I have a mei tai that I love for back carries, but when I go somewhere that I want to carry other things along (water, diapers, snacks), like a hike, I use our frame backpack that has a large pocket under baby, right at the small of my back where it is better balanced, weight wise.


----------



## cyclamen (Jul 10, 2005)

I have done this almost daily (with a wrap - though I got the idea because my friend swore she saw someone with an ergo and a regular backpack on, so there you have it) with my DD since she was around 18mo? Maybe younger?

The most important thing for me was pulling the straps long so I could have the heavy part of the backpack resting below my DD - under her butt and mostly on my lower back. Using the chest strap on the backpack also helps if it is quite heavy. When the straps are long enough I can see a space between her and the upper part of the pack if I look in a mirror, though at times the vee of the straps has been right behind her head making a nice head support and winter windbreak. I do use a short wrap (usually in a rucksack) so it puts her higher than she would be in an Ergo I think. I've never had any problems with my balance and can carry a good amount of stuff. If it is super stuffed with, say, library books, then I put the backpack on my front.
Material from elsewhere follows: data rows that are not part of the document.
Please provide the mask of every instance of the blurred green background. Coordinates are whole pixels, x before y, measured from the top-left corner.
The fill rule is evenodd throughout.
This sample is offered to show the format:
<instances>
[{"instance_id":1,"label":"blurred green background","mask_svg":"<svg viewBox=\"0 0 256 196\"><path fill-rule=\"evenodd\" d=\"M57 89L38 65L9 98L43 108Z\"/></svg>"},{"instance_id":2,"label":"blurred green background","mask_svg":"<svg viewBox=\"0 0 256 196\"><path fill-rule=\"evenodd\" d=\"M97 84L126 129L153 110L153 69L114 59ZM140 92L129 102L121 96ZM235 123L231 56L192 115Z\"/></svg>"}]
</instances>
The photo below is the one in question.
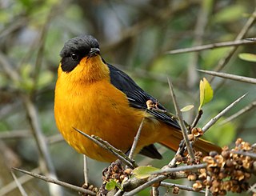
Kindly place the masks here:
<instances>
[{"instance_id":1,"label":"blurred green background","mask_svg":"<svg viewBox=\"0 0 256 196\"><path fill-rule=\"evenodd\" d=\"M0 0L0 194L13 181L11 166L31 170L40 165L26 98L36 109L38 129L45 136L58 178L78 186L84 182L82 155L62 139L54 118L59 51L68 39L94 35L106 62L128 73L174 112L166 80L170 77L180 107L195 106L184 113L186 121L191 122L199 104L199 81L210 78L196 69L214 70L230 48L173 55L166 52L234 40L255 5L255 1L238 0ZM253 26L246 38L255 37L255 29ZM255 62L238 57L239 53L254 54L255 49L254 44L239 46L222 71L255 78ZM214 98L203 107L199 126L246 93L248 95L226 117L255 101L254 85L218 78L211 85ZM213 126L206 138L222 146L233 146L237 138L255 142L255 118L252 110L231 122ZM138 164L161 167L169 162L174 153L158 146L163 160L138 155ZM101 171L107 166L89 160L90 182L100 185ZM172 182L190 185L186 180ZM50 194L47 183L38 179L23 187L29 195ZM171 195L171 190L161 191ZM63 192L77 194L67 189ZM6 195L19 194L16 189ZM181 191L180 195L186 194ZM148 190L139 195L149 195Z\"/></svg>"}]
</instances>

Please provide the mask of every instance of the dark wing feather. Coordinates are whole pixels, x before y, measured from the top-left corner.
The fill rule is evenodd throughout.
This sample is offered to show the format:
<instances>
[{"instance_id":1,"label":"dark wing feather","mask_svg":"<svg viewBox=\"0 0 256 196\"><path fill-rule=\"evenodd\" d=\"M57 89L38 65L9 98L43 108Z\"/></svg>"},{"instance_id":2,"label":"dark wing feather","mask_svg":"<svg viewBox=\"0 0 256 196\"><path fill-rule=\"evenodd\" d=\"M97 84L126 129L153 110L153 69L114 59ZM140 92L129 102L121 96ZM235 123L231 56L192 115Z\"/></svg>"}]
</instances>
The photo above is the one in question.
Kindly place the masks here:
<instances>
[{"instance_id":1,"label":"dark wing feather","mask_svg":"<svg viewBox=\"0 0 256 196\"><path fill-rule=\"evenodd\" d=\"M158 102L156 98L146 93L126 73L110 64L107 64L107 66L110 71L111 83L126 94L130 106L145 110L147 108L146 101L151 100L154 104ZM166 110L160 103L158 103L158 107L160 110ZM178 122L167 114L158 110L148 110L148 112L158 120L180 129Z\"/></svg>"}]
</instances>

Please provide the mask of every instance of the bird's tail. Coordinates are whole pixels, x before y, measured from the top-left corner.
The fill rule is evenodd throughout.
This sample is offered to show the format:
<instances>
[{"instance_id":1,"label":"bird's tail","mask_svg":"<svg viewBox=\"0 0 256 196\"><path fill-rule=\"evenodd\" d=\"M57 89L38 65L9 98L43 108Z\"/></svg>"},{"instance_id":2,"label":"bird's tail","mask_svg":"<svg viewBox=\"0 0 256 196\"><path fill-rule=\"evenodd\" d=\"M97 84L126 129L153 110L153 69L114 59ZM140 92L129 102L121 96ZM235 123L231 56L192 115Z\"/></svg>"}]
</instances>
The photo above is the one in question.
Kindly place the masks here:
<instances>
[{"instance_id":1,"label":"bird's tail","mask_svg":"<svg viewBox=\"0 0 256 196\"><path fill-rule=\"evenodd\" d=\"M173 131L171 138L166 138L166 140L160 142L160 143L173 150L174 151L177 151L180 142L182 139L182 133L180 130L176 130ZM202 152L202 154L205 155L208 155L210 151L217 151L218 153L221 153L222 151L221 147L202 138L198 138L194 143L193 147L196 150Z\"/></svg>"}]
</instances>

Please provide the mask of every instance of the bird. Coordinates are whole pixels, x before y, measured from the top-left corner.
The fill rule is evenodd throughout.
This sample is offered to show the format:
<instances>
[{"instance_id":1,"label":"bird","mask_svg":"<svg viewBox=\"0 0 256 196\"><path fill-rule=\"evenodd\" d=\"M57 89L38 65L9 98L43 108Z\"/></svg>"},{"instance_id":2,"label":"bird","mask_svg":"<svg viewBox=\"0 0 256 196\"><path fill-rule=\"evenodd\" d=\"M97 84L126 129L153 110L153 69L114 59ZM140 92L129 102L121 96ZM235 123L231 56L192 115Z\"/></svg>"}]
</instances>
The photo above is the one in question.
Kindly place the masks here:
<instances>
[{"instance_id":1,"label":"bird","mask_svg":"<svg viewBox=\"0 0 256 196\"><path fill-rule=\"evenodd\" d=\"M177 120L128 74L103 59L95 38L82 34L70 39L60 57L54 118L65 140L78 153L99 162L114 162L117 159L114 154L74 128L127 153L142 119L136 154L160 159L162 154L154 143L173 150L178 149L183 136ZM151 110L149 103L153 106ZM203 154L221 150L201 138L194 146Z\"/></svg>"}]
</instances>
DD loves it. She calls it "wearing the backpack."

FWIW I mostly travel by foot and transit with my DD and I even bring groceries home sometimes.

I don't know how young I would do it... I guess if you can see a space between the backpack and your LO's back, and you know it's not overpacked, you could do it rather young. Maybe 9mo? It's hard for me to say now becuase I can't remember how squishy they are that young. I know some sturdy 1yos that I would do it with though.


----------



## mimi_75 (Feb 15, 2009)

I have a PPB boxy backpack diaper bag and I carry that with DD in a front carry in the Ergo. It works ok for us -- it's pretty comfortable.


----------



## ABO Mama (Aug 26, 2010)

Onbag makes bags that are ment to be worn with babycarriers. There is also a diy pattern, if you are crafty.


----------



## snanna (Dec 30, 2004)

With smaller babies, I wear the baby in the front in the Ergo, with a regular Jansport backpack on my back. With older babies, I reverse them. I like having the backpack in the front to reach my phone/wallet/bus pass/keys more easily.


----------